Living on a fixed income is a factor as money is spent on necessities, and buying the latest gadget or upgrading to a new smart TV is not considered economically sound. Children and grandchildren try to keep their parents and grandparents up to date, but many do not have the time or patents to teach them how the product works.

Gail Allen, age 68, has also found it necessary to be technology proficient in today’s world.

“Although I retired, I went back to work full-time, teaching part-time,” Allen said. “I work from home, attend conferences on Zoom, and check my emails daily to keep up to date on what’s going on at the office. I haven’t had a vacation in a long time, so I am enjoying my time off. Since retiring as a business analyst, I am not as technologically savvy, but I still use Microsoft Office. I’m constantly on my cellphone and texting acronyms like “ttyl, lol, btw” to my children and grandchildren. They are surprised I understand what they are saying.” 
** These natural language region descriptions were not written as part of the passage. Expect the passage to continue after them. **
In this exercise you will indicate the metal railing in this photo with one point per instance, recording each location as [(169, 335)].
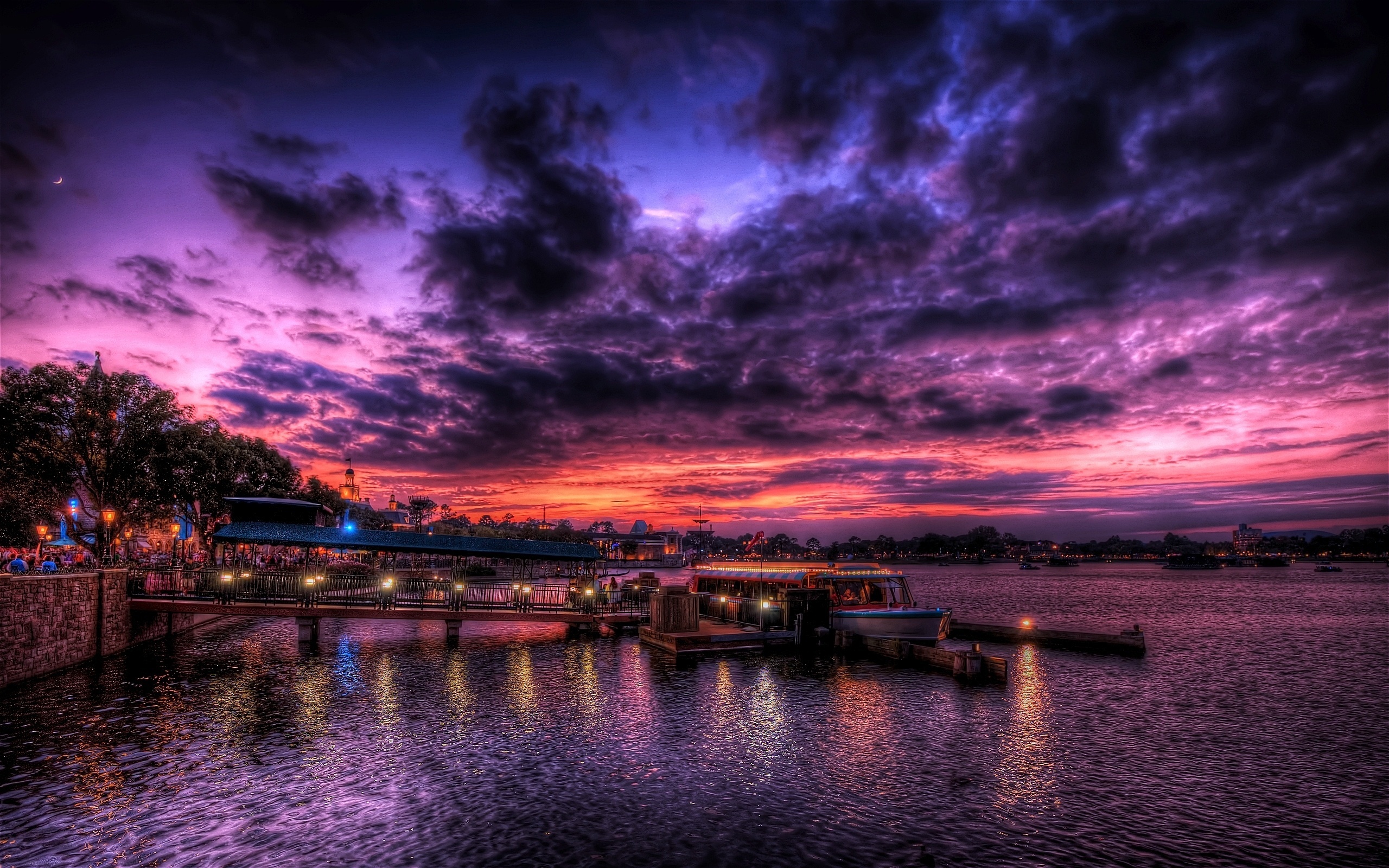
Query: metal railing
[(742, 610), (384, 591)]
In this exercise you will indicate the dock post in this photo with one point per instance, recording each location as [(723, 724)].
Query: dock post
[(308, 629), (969, 666)]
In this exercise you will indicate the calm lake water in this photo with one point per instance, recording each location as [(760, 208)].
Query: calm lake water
[(1253, 733)]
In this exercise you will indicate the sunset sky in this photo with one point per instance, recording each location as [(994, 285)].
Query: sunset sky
[(830, 270)]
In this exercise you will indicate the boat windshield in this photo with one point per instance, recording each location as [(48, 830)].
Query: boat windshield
[(891, 592)]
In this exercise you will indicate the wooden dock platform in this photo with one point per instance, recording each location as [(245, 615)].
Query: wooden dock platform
[(969, 664), (284, 610), (1130, 643), (715, 636)]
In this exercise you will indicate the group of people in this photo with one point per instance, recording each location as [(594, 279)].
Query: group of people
[(18, 561)]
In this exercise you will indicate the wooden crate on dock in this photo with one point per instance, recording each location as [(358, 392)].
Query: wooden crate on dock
[(674, 610)]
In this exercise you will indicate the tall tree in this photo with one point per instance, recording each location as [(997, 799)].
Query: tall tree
[(203, 464), (98, 434)]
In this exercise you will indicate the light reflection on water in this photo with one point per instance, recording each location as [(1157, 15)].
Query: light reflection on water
[(1028, 756), (523, 746)]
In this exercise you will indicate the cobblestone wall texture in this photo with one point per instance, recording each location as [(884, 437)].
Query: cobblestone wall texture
[(49, 623)]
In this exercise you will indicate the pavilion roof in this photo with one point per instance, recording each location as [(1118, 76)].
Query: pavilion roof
[(271, 534)]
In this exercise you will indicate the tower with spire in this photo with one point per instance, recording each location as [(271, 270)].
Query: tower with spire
[(351, 490)]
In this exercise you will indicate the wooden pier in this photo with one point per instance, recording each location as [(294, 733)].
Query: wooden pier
[(1130, 643), (308, 617)]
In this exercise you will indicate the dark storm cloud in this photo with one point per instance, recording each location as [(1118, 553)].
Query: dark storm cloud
[(292, 149), (303, 213), (819, 81), (1173, 367), (156, 291), (1077, 405), (961, 416), (301, 220), (28, 142), (557, 222)]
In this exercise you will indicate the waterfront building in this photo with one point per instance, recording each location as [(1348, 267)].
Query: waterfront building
[(351, 490), (1248, 539), (663, 547)]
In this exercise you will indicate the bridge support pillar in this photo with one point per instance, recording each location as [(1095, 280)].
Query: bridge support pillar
[(308, 629)]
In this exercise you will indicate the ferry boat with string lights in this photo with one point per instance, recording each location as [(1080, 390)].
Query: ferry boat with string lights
[(864, 598)]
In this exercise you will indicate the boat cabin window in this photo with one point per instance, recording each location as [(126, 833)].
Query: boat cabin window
[(851, 592)]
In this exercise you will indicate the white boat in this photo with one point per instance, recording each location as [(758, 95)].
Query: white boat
[(927, 626), (866, 598)]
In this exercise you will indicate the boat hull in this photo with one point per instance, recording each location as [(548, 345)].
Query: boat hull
[(924, 626)]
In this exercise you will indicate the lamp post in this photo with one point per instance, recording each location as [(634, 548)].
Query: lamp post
[(107, 517)]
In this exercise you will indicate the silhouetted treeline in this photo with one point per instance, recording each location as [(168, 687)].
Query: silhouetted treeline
[(986, 541)]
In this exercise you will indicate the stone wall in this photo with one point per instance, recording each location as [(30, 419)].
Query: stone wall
[(49, 623)]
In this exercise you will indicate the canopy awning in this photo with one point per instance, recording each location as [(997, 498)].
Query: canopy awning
[(784, 576), (271, 534)]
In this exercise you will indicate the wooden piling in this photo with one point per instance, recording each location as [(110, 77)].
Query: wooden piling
[(308, 629)]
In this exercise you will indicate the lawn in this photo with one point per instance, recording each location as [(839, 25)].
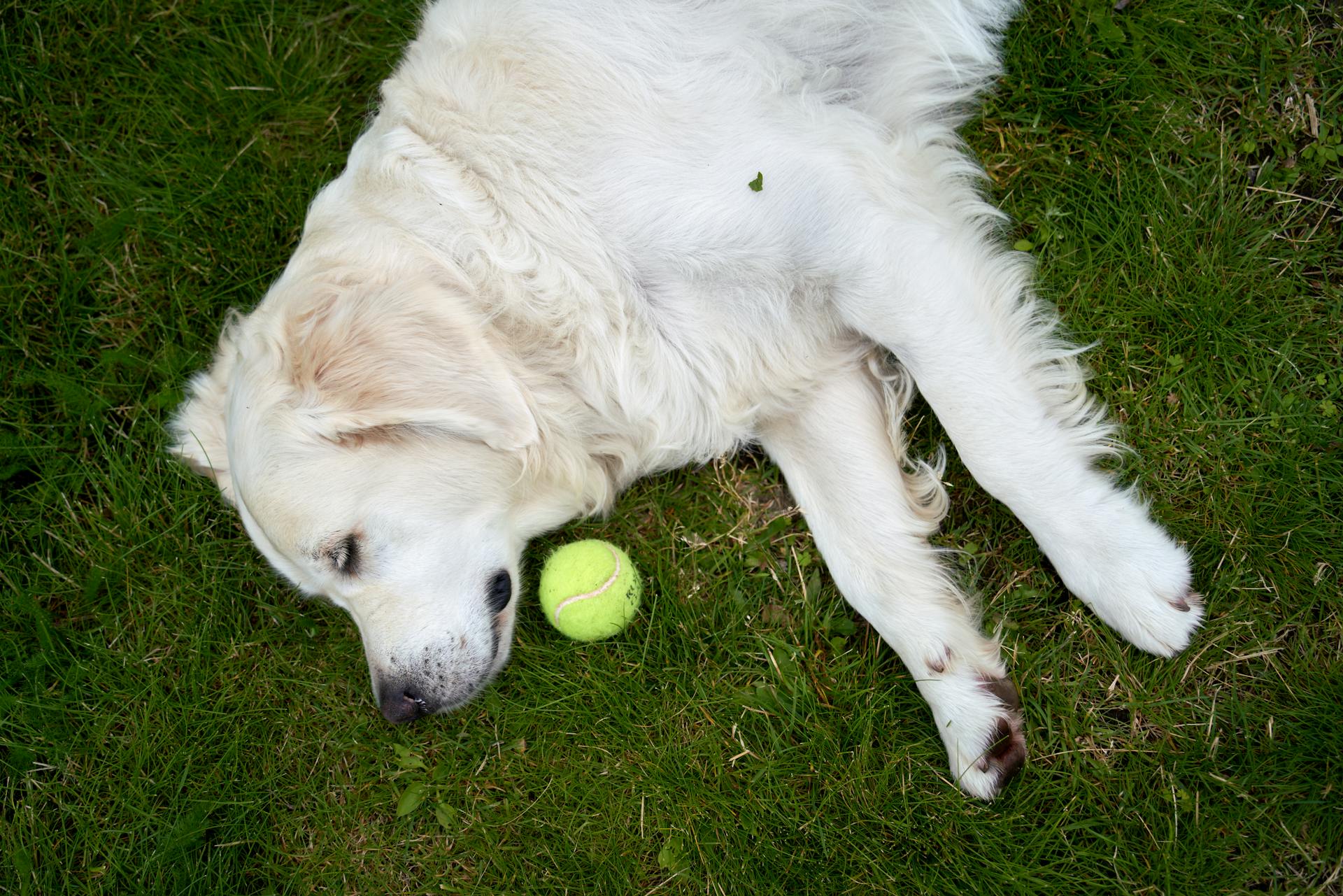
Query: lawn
[(175, 720)]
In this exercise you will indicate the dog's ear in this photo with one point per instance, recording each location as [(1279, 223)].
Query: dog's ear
[(369, 362), (198, 430)]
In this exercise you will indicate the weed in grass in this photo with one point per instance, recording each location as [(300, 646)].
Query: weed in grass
[(175, 720)]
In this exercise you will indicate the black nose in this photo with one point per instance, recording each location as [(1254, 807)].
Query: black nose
[(401, 703), (499, 591)]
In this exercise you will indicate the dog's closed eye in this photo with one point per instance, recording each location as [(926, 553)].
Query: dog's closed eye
[(344, 555)]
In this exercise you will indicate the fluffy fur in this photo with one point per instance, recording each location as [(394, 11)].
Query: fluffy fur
[(543, 274)]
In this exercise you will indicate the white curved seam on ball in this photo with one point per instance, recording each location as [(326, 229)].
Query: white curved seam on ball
[(592, 594)]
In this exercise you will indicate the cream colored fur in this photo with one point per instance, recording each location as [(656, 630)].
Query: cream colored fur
[(543, 274)]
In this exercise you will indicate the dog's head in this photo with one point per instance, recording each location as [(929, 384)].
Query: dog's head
[(374, 441)]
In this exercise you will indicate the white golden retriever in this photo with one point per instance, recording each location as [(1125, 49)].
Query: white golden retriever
[(547, 271)]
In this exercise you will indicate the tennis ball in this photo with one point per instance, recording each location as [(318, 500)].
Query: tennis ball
[(590, 590)]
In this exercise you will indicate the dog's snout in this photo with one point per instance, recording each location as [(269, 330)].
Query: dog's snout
[(401, 702), (500, 591)]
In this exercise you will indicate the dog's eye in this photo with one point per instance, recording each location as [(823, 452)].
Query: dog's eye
[(500, 591), (344, 555)]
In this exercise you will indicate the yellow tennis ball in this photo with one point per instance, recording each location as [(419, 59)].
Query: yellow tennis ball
[(590, 590)]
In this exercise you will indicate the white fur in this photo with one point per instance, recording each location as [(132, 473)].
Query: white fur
[(543, 276)]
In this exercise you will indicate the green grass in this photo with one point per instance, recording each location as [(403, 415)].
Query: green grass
[(175, 720)]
Generations on Line (GoL) offers computer training programs that foster and promote Internet literacy, access, and skills to the elderly. Besides PC and tablet training, it offers extended learning through a program they developed called Sip and Swipe Cafe. 
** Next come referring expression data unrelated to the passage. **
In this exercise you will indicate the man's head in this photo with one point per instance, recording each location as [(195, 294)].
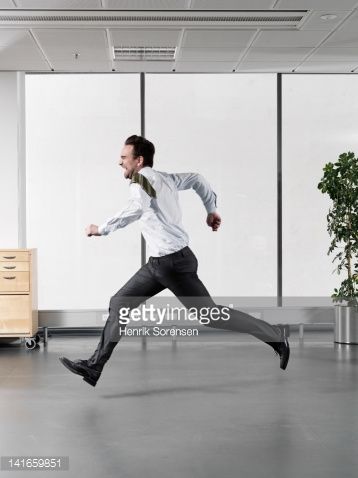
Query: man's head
[(137, 153)]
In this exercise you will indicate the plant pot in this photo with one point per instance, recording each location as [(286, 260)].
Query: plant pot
[(346, 325)]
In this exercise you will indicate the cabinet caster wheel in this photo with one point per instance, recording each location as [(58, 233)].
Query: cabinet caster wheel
[(30, 344)]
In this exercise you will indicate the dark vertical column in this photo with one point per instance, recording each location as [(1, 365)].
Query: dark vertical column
[(142, 132), (279, 190)]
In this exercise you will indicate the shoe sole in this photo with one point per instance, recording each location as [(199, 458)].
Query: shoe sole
[(86, 378)]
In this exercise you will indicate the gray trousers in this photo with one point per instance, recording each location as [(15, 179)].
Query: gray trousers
[(178, 273)]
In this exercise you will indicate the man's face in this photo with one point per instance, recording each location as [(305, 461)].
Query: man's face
[(129, 163)]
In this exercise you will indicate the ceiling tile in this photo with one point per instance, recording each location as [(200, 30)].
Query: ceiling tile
[(10, 37), (327, 67), (266, 66), (82, 65), (277, 54), (342, 39), (333, 54), (60, 4), (144, 66), (145, 4), (6, 4), (217, 38), (289, 38), (144, 37), (210, 54), (204, 66), (18, 51), (232, 4), (62, 44), (315, 23), (316, 5)]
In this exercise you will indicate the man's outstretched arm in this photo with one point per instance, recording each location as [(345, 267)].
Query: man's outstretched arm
[(202, 187), (138, 201)]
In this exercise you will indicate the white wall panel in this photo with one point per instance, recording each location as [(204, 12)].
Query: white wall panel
[(319, 123), (223, 126), (76, 126)]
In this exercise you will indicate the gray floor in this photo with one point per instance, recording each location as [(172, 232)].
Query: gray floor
[(214, 406)]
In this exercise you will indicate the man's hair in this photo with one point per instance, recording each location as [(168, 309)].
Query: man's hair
[(142, 147)]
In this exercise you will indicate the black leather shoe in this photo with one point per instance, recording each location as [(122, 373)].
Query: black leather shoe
[(282, 348), (283, 351), (80, 367)]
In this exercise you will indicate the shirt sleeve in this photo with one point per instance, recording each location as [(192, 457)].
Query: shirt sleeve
[(136, 205), (200, 185)]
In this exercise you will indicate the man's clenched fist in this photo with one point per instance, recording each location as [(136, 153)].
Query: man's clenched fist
[(213, 220), (92, 230)]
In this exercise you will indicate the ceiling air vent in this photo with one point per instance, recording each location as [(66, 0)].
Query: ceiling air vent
[(147, 53), (265, 19)]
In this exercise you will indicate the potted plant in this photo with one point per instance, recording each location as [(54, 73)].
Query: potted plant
[(340, 182)]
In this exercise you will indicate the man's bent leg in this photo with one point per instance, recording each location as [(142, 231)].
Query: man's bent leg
[(139, 288)]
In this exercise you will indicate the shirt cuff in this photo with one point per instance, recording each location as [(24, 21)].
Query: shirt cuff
[(102, 230)]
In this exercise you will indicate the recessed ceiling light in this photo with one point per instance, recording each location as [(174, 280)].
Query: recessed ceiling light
[(328, 16), (144, 53)]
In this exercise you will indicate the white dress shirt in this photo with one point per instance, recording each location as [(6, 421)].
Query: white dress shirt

(Courtesy Tobey Dichter/Generations on Line)

“The goal of GoL is to remove three barriers that seniors face when approaching technology, access, skill, and intimidation,” Tobey Gordon Dichter, founder and CEO of Generations on Line, said. “First, GoL created, tested, and developed on-screen tutorials that guide a senior step-by-step with age-friendly instructions in large and plain English, respectfully and clearly. The program has trained nearly 100,000 older adults, most of whom had never touched a computer — although some were the first to work with IBM punch card technology,” stated Dichter.
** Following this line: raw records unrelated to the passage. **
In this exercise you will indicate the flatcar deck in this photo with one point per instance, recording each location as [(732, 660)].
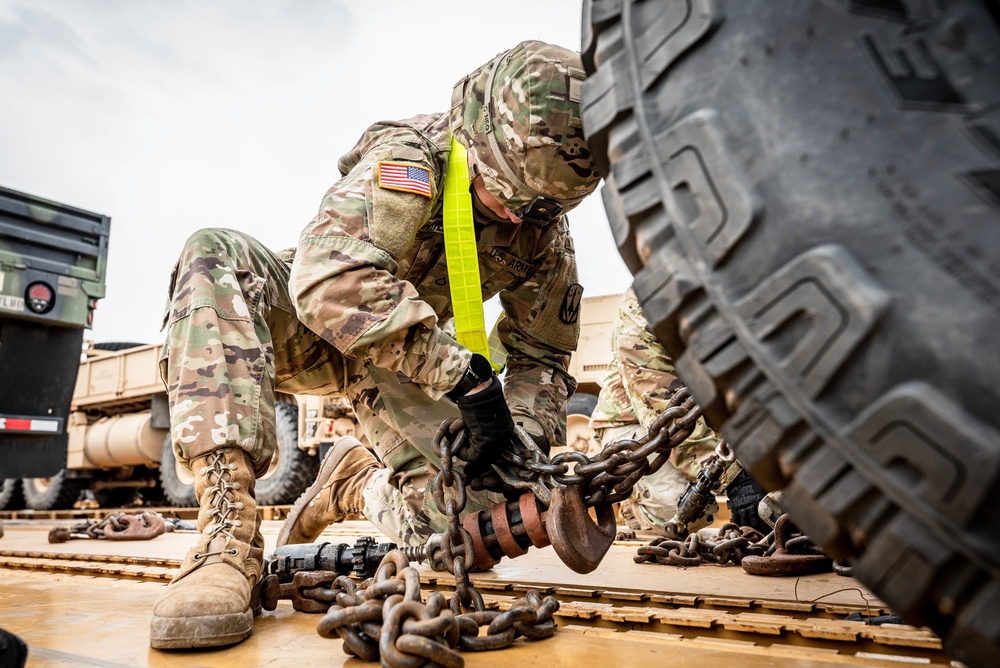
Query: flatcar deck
[(88, 602)]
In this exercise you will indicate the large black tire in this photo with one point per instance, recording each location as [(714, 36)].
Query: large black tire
[(55, 493), (808, 195), (176, 481), (292, 469), (11, 497)]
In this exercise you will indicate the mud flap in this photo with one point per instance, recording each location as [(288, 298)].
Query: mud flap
[(38, 368)]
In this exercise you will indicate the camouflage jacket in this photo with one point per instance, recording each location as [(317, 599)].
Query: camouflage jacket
[(639, 384), (640, 379), (370, 276)]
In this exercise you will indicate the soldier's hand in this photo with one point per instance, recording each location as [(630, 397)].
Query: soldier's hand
[(489, 422)]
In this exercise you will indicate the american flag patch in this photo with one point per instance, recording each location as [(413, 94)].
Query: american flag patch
[(406, 177)]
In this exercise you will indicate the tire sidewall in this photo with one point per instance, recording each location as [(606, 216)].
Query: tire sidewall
[(295, 468), (177, 492), (61, 493)]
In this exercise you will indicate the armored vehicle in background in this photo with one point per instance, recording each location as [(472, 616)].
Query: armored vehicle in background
[(53, 260)]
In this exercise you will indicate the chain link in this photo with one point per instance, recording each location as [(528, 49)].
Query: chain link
[(383, 618), (608, 476)]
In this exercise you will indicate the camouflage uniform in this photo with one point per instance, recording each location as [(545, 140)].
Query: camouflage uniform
[(361, 306), (639, 383)]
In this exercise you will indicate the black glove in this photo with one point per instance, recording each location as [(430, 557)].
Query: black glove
[(745, 495), (488, 420)]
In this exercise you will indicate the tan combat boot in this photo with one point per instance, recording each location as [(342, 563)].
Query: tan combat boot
[(213, 599), (334, 496)]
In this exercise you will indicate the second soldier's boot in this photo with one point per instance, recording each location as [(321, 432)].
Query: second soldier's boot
[(213, 598), (336, 494)]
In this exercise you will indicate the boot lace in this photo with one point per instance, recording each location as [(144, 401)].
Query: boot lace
[(224, 507)]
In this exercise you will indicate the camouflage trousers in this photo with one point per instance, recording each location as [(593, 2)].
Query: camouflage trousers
[(654, 498), (234, 341)]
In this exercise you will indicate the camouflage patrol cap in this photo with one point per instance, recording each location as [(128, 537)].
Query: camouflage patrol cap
[(519, 117)]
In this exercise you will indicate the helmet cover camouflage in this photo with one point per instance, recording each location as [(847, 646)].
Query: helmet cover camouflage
[(519, 117)]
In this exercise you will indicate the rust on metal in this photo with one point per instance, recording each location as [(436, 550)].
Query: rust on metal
[(578, 541), (783, 561)]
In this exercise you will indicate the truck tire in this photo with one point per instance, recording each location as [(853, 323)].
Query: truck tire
[(176, 480), (55, 493), (11, 497), (113, 346), (292, 469), (808, 196)]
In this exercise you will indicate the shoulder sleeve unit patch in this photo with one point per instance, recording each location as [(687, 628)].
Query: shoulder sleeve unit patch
[(406, 177)]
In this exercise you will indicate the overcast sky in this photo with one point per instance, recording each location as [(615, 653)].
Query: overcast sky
[(173, 116)]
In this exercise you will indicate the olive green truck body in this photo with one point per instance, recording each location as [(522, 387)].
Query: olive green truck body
[(53, 262)]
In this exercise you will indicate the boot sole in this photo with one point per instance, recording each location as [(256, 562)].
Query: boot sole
[(207, 631), (312, 491)]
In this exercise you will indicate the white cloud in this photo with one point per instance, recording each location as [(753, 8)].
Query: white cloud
[(173, 116)]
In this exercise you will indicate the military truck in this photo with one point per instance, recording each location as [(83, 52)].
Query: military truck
[(119, 441), (53, 260), (119, 438)]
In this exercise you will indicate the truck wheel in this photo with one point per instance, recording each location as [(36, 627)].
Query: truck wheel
[(176, 480), (55, 493), (112, 346), (292, 469), (808, 196), (11, 497)]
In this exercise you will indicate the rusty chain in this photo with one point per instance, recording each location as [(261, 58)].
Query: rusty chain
[(784, 551), (608, 476), (383, 618), (142, 525), (729, 546)]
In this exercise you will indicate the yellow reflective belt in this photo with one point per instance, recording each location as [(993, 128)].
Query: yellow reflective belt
[(463, 259)]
Before the .com boom and voice-activated assistance, seniors were introduced to the beginnings of technological advancement over 40 years ago, but it was not a priority. The technology consisted of having a landline phone in the home, pay phones on street corners, movie theaters, and listening to music on vinyl records, cassette tapes, and later CDs. Technology at its basic was for either entertainment or used in the workforce.

“I was a keypunch operator and inputted data into the computer system,” Irby said. “These computers created by IBM punched small holes into cards that represented data and instructions. These holes were codes that identified specific information about a customer to data trends within a company.”

According to a recent AARP national survey, older Americans are increasingly drawn to new technology. Furthermore, the AARP also found adults aged 50 and older increasingly use smartphones, smart TVs, computers, wearable devices, tablets to maintain social connections and find information. Still, they often do not take full advantage of their devices, and they are concerned about privacy issues online. As COVID-19 plagues Philadelphia, many seniors have been forced to learn online banking, virtual communications, and online shopping.

Programs in Philadelphia can help seniors stay updated with new technological trends. Senior centers offer computer classes and provide a friendly and encouraging atmosphere to learn gaming to advance computer skills. The Philadelphia Corporation of Aging is a resource for senior centers throughout Philadelphia to locate places that teach computer learning.

For seniors who like to learn from the privacy of their homes, the Free Library of Philadelphia offers free digital learning in English and Spanish. A library card is the only requirement to have access. Easy-to-follow tutorials on Microsoft Excel, Word, Office, internet basics, social media, foreign language, and other programs.